After a wing passes through a volume of air, the affected air ends up with a non-zero exit velocity (the velocity of the affected air when it's pressure returns to ambient). Using the unaffected air as a frame of reference, the affected air's mechanical energy is increased by a wing, which means work is done, which violates the rule for Bernoulli.

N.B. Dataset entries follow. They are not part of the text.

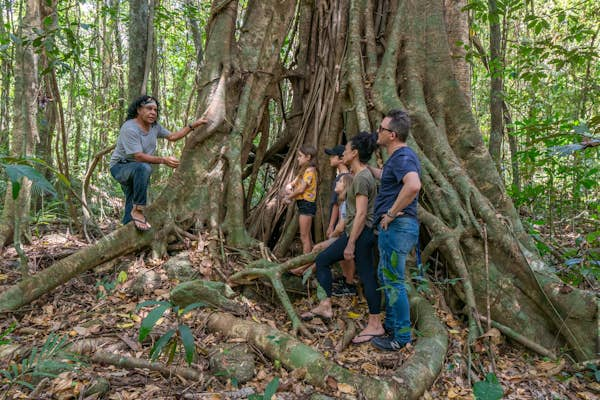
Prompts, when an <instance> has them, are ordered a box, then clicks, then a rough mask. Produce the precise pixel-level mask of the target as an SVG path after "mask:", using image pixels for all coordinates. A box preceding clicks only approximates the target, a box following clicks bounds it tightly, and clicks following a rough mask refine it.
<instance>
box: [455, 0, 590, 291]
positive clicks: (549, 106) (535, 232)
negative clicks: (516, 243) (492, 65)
mask: <svg viewBox="0 0 600 400" xmlns="http://www.w3.org/2000/svg"><path fill="white" fill-rule="evenodd" d="M497 4H498V9H497V11H496V12H495V13H494V15H490V12H489V10H488V2H487V1H486V0H470V1H469V3H468V6H467V9H469V10H470V11H471V13H472V18H473V19H472V23H471V26H470V27H471V34H472V35H473V36H475V37H477V38H478V39H479V40H480V42H481V43H482V45H483V47H484V52H485V53H486V56H487V58H488V59H489V49H487V47H488V46H489V35H490V33H489V21H490V20H493V19H498V20H499V22H501V26H502V30H503V32H502V35H503V39H502V40H503V43H502V44H503V49H505V50H504V51H505V54H504V56H503V63H504V64H503V65H502V67H503V68H502V69H498V68H495V67H494V66H492V67H491V68H490V69H491V70H492V72H490V71H489V70H488V69H486V68H485V66H484V63H483V62H481V59H482V56H481V55H480V53H479V51H478V50H477V49H476V48H471V47H469V46H466V48H467V52H468V60H469V61H471V62H472V65H473V80H472V95H473V102H472V104H473V112H474V114H475V117H476V119H477V120H478V121H479V125H480V128H481V131H482V133H483V137H484V140H487V139H488V134H489V125H490V116H489V104H490V99H489V79H490V75H491V74H496V73H500V74H501V77H502V78H503V82H504V88H503V100H504V101H505V103H506V105H507V107H508V109H509V112H510V117H511V119H512V123H510V124H508V125H507V127H506V132H507V134H508V135H510V136H511V139H512V140H514V141H515V142H516V146H517V152H516V154H511V151H512V150H511V149H509V146H508V141H506V144H505V146H504V149H503V150H504V160H503V164H502V169H501V173H502V176H503V178H504V179H505V182H506V186H507V188H508V193H509V194H510V196H511V197H512V199H513V201H514V203H515V205H516V206H517V208H518V209H519V210H520V211H521V212H522V214H523V215H524V216H525V219H526V220H529V222H531V223H533V221H536V222H535V224H536V225H538V226H539V229H538V230H537V232H535V234H537V235H538V239H539V240H538V247H539V249H540V251H541V252H543V253H549V252H550V248H548V246H546V245H545V244H544V243H543V241H542V240H541V239H542V238H547V237H548V236H549V237H550V238H555V237H558V238H559V239H560V236H561V235H565V233H564V232H565V231H566V230H567V229H565V228H566V226H567V225H570V226H569V228H570V229H569V231H570V232H572V233H570V235H569V236H572V235H573V234H574V236H586V235H590V234H591V235H593V234H594V232H595V231H596V229H597V224H598V217H597V215H598V214H599V213H598V207H599V202H598V198H600V190H599V189H600V186H599V185H598V182H599V181H600V164H599V162H598V157H599V153H598V149H599V147H597V146H595V147H593V146H590V145H589V144H596V143H597V142H598V141H599V140H600V137H599V134H600V91H599V90H598V88H597V84H596V82H598V80H599V79H600V68H598V65H600V63H598V58H599V47H598V46H597V15H598V14H599V13H600V3H598V2H593V1H581V2H564V1H557V0H550V1H547V2H536V3H535V7H533V6H532V3H529V2H523V1H519V0H508V1H502V2H497ZM486 61H488V60H486ZM510 155H512V156H514V157H515V161H516V163H517V164H518V168H519V171H518V175H517V176H514V173H515V171H514V170H513V169H512V168H511V166H510V165H509V163H510V161H511V160H509V159H508V157H509V156H510ZM517 184H518V185H517ZM526 222H527V221H526ZM565 236H566V235H565ZM588 242H589V241H588ZM554 247H560V245H559V246H554ZM572 258H573V259H577V258H582V259H583V263H582V264H578V263H575V262H573V264H572V265H562V266H559V267H558V269H559V270H560V269H562V268H567V269H568V270H569V272H568V273H566V274H563V277H564V278H565V279H567V280H568V281H569V282H570V283H575V284H577V282H581V281H582V280H585V278H584V277H583V273H580V272H579V271H576V272H574V273H572V270H573V268H572V267H573V266H575V265H581V266H582V268H583V269H584V270H585V271H586V273H587V274H595V272H594V268H596V266H595V261H596V260H597V259H596V258H593V256H592V255H586V256H583V255H582V254H580V255H578V256H577V257H572ZM588 260H591V261H592V262H590V261H588ZM592 280H593V279H592Z"/></svg>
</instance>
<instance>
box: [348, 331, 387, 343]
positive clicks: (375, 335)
mask: <svg viewBox="0 0 600 400" xmlns="http://www.w3.org/2000/svg"><path fill="white" fill-rule="evenodd" d="M383 335H384V334H383V333H363V334H362V335H356V336H354V338H353V339H352V344H363V343H369V342H370V341H371V339H373V338H376V337H381V336H383ZM358 338H365V339H363V340H356V339H358Z"/></svg>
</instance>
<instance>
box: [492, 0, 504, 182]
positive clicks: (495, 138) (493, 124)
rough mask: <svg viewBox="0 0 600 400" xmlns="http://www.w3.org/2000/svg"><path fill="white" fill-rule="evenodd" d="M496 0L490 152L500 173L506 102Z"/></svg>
mask: <svg viewBox="0 0 600 400" xmlns="http://www.w3.org/2000/svg"><path fill="white" fill-rule="evenodd" d="M500 17H501V15H500V14H499V11H498V6H497V4H496V0H489V1H488V18H489V21H490V61H489V66H490V143H489V150H490V155H491V156H492V160H494V163H495V164H496V169H497V170H498V172H500V173H501V171H500V164H501V162H502V140H503V138H504V119H503V117H502V103H503V102H504V94H503V82H504V59H503V56H502V31H501V28H500Z"/></svg>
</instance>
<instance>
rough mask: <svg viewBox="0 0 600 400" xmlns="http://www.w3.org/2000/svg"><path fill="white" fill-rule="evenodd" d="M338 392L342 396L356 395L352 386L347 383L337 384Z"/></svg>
mask: <svg viewBox="0 0 600 400" xmlns="http://www.w3.org/2000/svg"><path fill="white" fill-rule="evenodd" d="M338 391H339V392H341V393H344V394H356V389H355V388H354V386H350V385H348V384H347V383H338Z"/></svg>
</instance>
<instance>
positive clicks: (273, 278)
mask: <svg viewBox="0 0 600 400" xmlns="http://www.w3.org/2000/svg"><path fill="white" fill-rule="evenodd" d="M317 254H318V253H309V254H304V255H301V256H299V257H296V258H292V259H291V260H288V261H286V262H284V263H282V264H277V263H274V262H271V261H267V260H258V261H255V262H253V263H251V264H249V265H248V267H247V268H245V269H244V270H243V271H240V272H238V273H236V274H234V275H232V276H231V277H230V278H229V280H230V281H231V282H235V283H241V284H244V283H249V282H251V281H252V280H253V279H256V278H258V277H263V278H267V279H268V280H269V281H270V282H271V285H272V287H273V290H275V294H277V297H279V300H280V301H281V305H282V306H283V308H284V309H285V312H286V313H287V314H288V316H289V318H290V321H292V329H293V331H294V334H297V332H298V330H299V331H300V332H301V333H302V334H303V335H304V336H306V337H308V338H312V337H313V335H312V333H310V331H309V330H308V329H307V328H306V326H304V324H303V323H302V322H301V321H300V318H298V314H296V311H295V310H294V306H293V305H292V302H291V301H290V298H289V297H288V295H287V292H286V291H285V287H284V286H283V283H282V282H281V275H282V274H283V273H284V272H286V271H289V270H291V269H294V268H296V267H299V266H301V265H306V264H310V263H312V262H313V261H314V260H315V258H316V257H317Z"/></svg>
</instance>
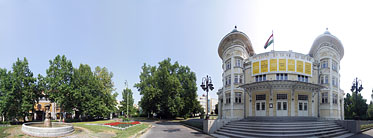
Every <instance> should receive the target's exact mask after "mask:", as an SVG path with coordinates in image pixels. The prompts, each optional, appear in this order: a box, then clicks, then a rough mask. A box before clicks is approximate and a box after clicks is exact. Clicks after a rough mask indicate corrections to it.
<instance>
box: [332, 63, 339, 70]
mask: <svg viewBox="0 0 373 138" xmlns="http://www.w3.org/2000/svg"><path fill="white" fill-rule="evenodd" d="M337 67H338V63H337V62H335V61H333V62H332V69H333V70H334V71H338V69H337Z"/></svg>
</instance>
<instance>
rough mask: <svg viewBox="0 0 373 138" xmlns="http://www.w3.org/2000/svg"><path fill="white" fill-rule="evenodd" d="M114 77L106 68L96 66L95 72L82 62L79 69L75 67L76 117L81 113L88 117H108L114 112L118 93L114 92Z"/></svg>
mask: <svg viewBox="0 0 373 138" xmlns="http://www.w3.org/2000/svg"><path fill="white" fill-rule="evenodd" d="M112 77H113V74H112V73H111V72H110V73H109V72H108V71H107V69H106V68H100V67H96V69H95V72H92V71H91V68H90V66H89V65H86V64H80V66H79V68H78V69H74V74H73V86H74V88H73V91H74V97H75V98H74V101H75V102H73V103H74V105H73V107H74V111H75V114H76V116H75V117H76V118H78V117H79V116H80V114H83V115H84V116H87V117H88V119H94V118H100V117H107V116H109V115H110V113H112V112H114V108H115V105H116V100H115V97H116V95H117V94H116V93H114V94H112V92H113V90H114V88H113V87H114V84H113V82H112V80H111V78H112Z"/></svg>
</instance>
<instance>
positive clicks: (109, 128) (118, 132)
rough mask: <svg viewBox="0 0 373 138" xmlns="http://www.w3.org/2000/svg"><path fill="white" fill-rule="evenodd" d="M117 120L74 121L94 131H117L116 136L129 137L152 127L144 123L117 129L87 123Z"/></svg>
mask: <svg viewBox="0 0 373 138" xmlns="http://www.w3.org/2000/svg"><path fill="white" fill-rule="evenodd" d="M111 122H115V121H110V120H105V121H93V122H77V123H73V125H74V126H78V127H83V128H86V129H88V130H90V131H92V132H94V133H99V132H115V133H116V137H121V138H122V137H129V136H132V135H134V134H136V133H137V132H140V131H141V130H144V129H146V128H148V127H150V125H149V124H146V123H143V124H139V125H136V126H132V127H130V128H127V129H125V130H120V129H115V128H111V127H107V126H99V125H87V124H105V123H111Z"/></svg>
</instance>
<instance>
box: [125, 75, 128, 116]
mask: <svg viewBox="0 0 373 138" xmlns="http://www.w3.org/2000/svg"><path fill="white" fill-rule="evenodd" d="M124 85H126V90H125V91H126V92H127V102H126V103H127V118H128V91H127V90H128V83H127V80H126V81H125V82H124Z"/></svg>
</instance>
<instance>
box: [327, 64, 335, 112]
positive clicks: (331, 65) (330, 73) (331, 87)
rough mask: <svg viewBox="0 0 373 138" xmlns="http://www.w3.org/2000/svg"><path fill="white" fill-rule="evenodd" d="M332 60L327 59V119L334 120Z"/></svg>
mask: <svg viewBox="0 0 373 138" xmlns="http://www.w3.org/2000/svg"><path fill="white" fill-rule="evenodd" d="M332 63H333V61H332V58H329V60H328V67H329V74H328V76H329V79H328V85H329V97H330V98H328V99H329V118H334V114H333V86H332V83H331V82H332V71H333V70H332Z"/></svg>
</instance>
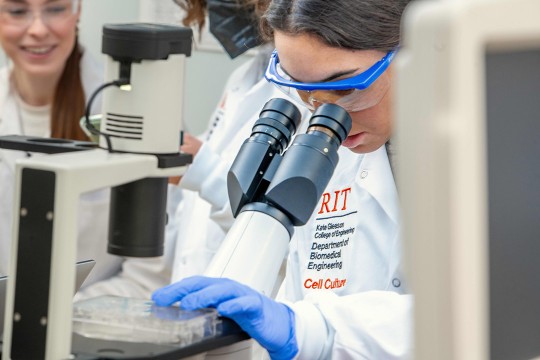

A similar process occurs with a propeller or rotor, except that the pressure differential is greater than a typical wing, and there is a greater amount of induced flow (the inwash ahead of the propeller or rotor). From a NASA article:

... at the exit, the velocity is greater than free stream because the propeller does work on the airflow. We can apply Bernoulli's equation to the air in front of the propeller and to the air behind the propeller. But we cannot apply Bernoulli's equation across the propeller disk because the work performed ...

propanl.htm

 Quote by rcgldr After a wing passes through a volume of air, the affected air ends up with a non-zero exit velocity (the velocity of the affected air when it's pressure returns to ambient). Using the unaffected air as a frame of reference, the affected air's mechanical energy is increased by a wing, which means work is done, which violates the rule for Bernoulli. A similar process occurs with a propeller or rotor, except that the pressure differential is greater than a typical wing, and there is a greater amount of induced flow (the inwash ahead of the propeller or rotor). From a NASA article: ... at the exit, the velocity is greater than free stream because the propeller does work on the airflow. We can apply Bernoulli's equation to the air in front of the propeller and to the air behind the propeller. But we cannot apply Bernoulli's equation across the propeller disk because the work performed ... propanl.htm
Yes, you refer to the wake. However, this really relates to drag, not so much to lift.